Ms. Glendinning told the preliminary inquiry it is her responsibility as a prosecutor to keep cases from reaching the Supreme Court's time limits (18 months in provincial court and 30 months in superior court from the time a charge is laid), and that the Ontario Court of Appeal, in a case last September called R v. Manasseri, had urged Crown prosecutors to seek more direct indictments as a way to avoid delay. She said the Supreme Court itself had said that in some circumstances, it is appropriate to request a waiver of the right to a timely trial from an accused. And she noted that there is no constitutional right to a preliminary hearing.
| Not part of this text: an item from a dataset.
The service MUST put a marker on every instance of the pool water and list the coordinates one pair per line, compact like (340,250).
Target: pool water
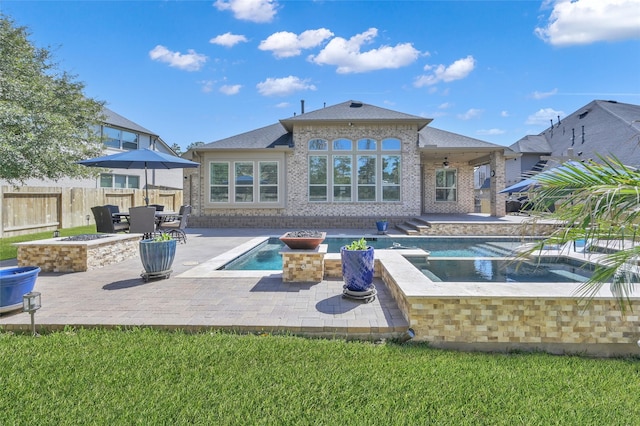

She also said the defence lawyers "cast aspersions" on her integrity and that of Ms. Jackson, and that it would now be difficult to empanel a fair jury, once the case goes to trial on some or all of the charges. "Members of the public who read that article on March third may not realize that just because Mr. Derstine characterized what happened as extortion doesn't make it so. Extortion is a serious criminal offence."

And she said Mr. Derstine's comments violated the lawyers' code of conduct in creating a "substantial likelihood of prejudicing a party's right to a fair hearing."

Mr. Derstine did not back down from his comments. He told Justice Rutherford he had been in "high dudgeon" when he made the remark to Ms. Glendinning (he did not repeat the word "extortion" in court, but also did not apologize for having used it). He said he did not see how the waiver could be characterized as voluntary in the circumstances. But he said he has no intention of seeking to get out of it. Justice Rutherford accepted his statement and did not make further comments about the dispute.

In an interview, Mr. Derstine said the Attorney-General holds no public hearing on a direct indictment, and no reasons are given to the defence for a decision to go ahead with one, so any decision is virtually impossible to challenge.

"If the Crown is raising these things, I have every reason to believe the Attorney-General will go along with them, for all the reasons she said."

On whether his client's waiver of the right to a timely trial was voluntary, he said, "If someone says, 'Give up your children or your fortune,' sure, you've got a choice, right? If you give somebody a horrible, nasty quid pro quo, and then you say 'Make a decision,' you can't say it's a voluntary decision."

He said the courtroom skirmish reflects the "convulsion that's currently going on in the criminal-justice system about how to properly deal with Jordan."